I don't know what I could have possibly done in a past life to deserve watching my boyfriend projectile vomit margaritas and probs blood while completely naked.
how did we ever eat at restaurants where they DIDNT squirt-gun tequila in our mouths?
i got us a cheese tray and a bottle of whiskey
ugh yes i love our date nights
Man, I must say, having known you since preschool, Eiffel-Tower-ing her would've fully completed our journey to brotherhood.
Restaurants Roasting People Who Gave Them Negative Yelp Reviews (25 Pics)
I JUST MET THE GIANT MAN THAT WILL CARRY ME FROM PLACE TO PLACE
The next time you try to involve a tickle me Elmo in my orgasm, I'm leaving you
I think I was the only one who knew you were acting like you weren't drunk in public issues discussion this morning.
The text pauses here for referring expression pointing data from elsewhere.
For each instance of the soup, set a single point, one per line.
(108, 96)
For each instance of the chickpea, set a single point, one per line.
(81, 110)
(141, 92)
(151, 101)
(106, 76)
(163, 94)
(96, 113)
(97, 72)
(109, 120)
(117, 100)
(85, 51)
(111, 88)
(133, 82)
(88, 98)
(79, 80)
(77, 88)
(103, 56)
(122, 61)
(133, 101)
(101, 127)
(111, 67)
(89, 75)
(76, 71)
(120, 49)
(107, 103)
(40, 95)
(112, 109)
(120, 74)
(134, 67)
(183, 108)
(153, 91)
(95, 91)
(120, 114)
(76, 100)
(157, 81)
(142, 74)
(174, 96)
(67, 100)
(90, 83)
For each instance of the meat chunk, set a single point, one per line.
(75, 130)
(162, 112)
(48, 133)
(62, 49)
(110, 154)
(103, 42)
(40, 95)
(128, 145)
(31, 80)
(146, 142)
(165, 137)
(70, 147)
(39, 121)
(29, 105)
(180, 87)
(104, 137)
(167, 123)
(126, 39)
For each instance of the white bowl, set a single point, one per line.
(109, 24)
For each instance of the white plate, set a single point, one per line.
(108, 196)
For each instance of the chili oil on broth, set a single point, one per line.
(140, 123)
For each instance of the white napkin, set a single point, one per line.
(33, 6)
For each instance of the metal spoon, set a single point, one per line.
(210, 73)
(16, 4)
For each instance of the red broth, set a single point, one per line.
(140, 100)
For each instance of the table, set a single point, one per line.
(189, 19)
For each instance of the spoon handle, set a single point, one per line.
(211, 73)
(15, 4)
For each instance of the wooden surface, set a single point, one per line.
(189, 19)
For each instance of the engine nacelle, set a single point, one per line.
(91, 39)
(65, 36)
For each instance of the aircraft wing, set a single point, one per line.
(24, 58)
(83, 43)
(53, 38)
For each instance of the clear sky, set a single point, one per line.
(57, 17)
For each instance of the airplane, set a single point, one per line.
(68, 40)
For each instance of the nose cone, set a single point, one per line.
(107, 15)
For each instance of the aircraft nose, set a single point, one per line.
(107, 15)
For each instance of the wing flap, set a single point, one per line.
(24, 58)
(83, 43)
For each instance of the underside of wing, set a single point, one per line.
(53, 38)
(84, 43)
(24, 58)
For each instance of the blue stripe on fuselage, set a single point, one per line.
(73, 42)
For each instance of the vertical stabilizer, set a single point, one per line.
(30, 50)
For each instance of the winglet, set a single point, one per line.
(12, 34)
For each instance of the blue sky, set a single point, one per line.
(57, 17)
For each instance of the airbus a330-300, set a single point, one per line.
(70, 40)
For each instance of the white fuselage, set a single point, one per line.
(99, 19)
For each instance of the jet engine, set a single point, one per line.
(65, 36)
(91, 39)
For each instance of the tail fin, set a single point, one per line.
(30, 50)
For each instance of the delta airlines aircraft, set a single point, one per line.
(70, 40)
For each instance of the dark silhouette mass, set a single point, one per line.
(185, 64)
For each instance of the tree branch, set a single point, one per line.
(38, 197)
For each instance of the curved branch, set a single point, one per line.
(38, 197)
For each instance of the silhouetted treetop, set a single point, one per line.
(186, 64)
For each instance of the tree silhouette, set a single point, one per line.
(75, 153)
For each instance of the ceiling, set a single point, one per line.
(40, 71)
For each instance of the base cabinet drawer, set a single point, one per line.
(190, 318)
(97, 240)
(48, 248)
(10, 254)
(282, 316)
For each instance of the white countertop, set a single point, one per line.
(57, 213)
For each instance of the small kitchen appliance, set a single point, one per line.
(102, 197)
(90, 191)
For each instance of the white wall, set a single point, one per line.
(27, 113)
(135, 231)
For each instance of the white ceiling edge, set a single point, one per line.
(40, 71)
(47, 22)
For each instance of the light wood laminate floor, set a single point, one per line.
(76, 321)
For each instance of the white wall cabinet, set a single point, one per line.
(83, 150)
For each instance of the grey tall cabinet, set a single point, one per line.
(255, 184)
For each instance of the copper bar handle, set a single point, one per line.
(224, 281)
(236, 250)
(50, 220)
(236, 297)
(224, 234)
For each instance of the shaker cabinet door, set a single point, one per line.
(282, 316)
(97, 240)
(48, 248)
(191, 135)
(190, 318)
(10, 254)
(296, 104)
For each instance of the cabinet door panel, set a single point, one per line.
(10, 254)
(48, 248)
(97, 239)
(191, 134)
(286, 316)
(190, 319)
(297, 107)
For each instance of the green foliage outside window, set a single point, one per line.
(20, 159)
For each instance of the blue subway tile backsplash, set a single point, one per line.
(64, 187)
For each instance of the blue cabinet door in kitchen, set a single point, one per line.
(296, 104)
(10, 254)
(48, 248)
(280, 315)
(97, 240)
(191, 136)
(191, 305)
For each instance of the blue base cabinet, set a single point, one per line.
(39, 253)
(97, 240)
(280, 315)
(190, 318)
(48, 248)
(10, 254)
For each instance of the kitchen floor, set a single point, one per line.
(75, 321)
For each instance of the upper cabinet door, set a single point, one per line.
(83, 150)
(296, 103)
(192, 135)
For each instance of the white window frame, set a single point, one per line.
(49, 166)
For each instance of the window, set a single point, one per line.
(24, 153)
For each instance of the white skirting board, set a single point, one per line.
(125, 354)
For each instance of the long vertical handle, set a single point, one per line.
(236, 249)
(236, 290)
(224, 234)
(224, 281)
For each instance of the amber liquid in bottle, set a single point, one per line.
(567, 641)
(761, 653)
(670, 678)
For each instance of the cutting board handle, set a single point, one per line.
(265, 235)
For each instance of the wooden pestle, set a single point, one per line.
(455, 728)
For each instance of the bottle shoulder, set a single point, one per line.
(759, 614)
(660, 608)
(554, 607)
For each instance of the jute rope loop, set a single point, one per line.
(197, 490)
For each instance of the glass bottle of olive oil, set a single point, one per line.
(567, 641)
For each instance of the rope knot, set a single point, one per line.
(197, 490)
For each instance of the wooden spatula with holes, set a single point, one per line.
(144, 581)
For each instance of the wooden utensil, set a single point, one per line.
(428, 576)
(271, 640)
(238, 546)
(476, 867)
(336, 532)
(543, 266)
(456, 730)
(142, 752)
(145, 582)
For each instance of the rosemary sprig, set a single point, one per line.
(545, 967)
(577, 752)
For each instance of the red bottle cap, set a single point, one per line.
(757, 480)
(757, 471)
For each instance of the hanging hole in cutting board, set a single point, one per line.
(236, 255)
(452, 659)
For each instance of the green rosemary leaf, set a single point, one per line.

Make sure you thank me in your Academy Award Speech someday.
So I was bartending last night and this guy w/ his gf said that he recognized me, so I asked him, "do you watch a lot of gay porn?"
I don't know his last name, but he's in phone as Pat the conqueror.
Woman Posts Harassing DMs From Creep Online, Now He’s Upset Because People Told His Mom
apparently when a guy says "if there's anything missing in your life, I will provide" he's not expecting attractive lesbians to be the answer.
Sex followed by chicken and waffles... Hands down my favorite morning plans. Count me in.
I was figuring I'd break up with her after work, but before Taco Tuesday
I don't think I've ever had this many people offer me blow before. 3 o'clock on a Thursday. I keep good company.
Your life is a soap opera of great sex, cats, and booze.
I'm on someone's yacht. I don't know who. But I'm on it. There's a guy passed out in a kilt holding bagpipes. Help.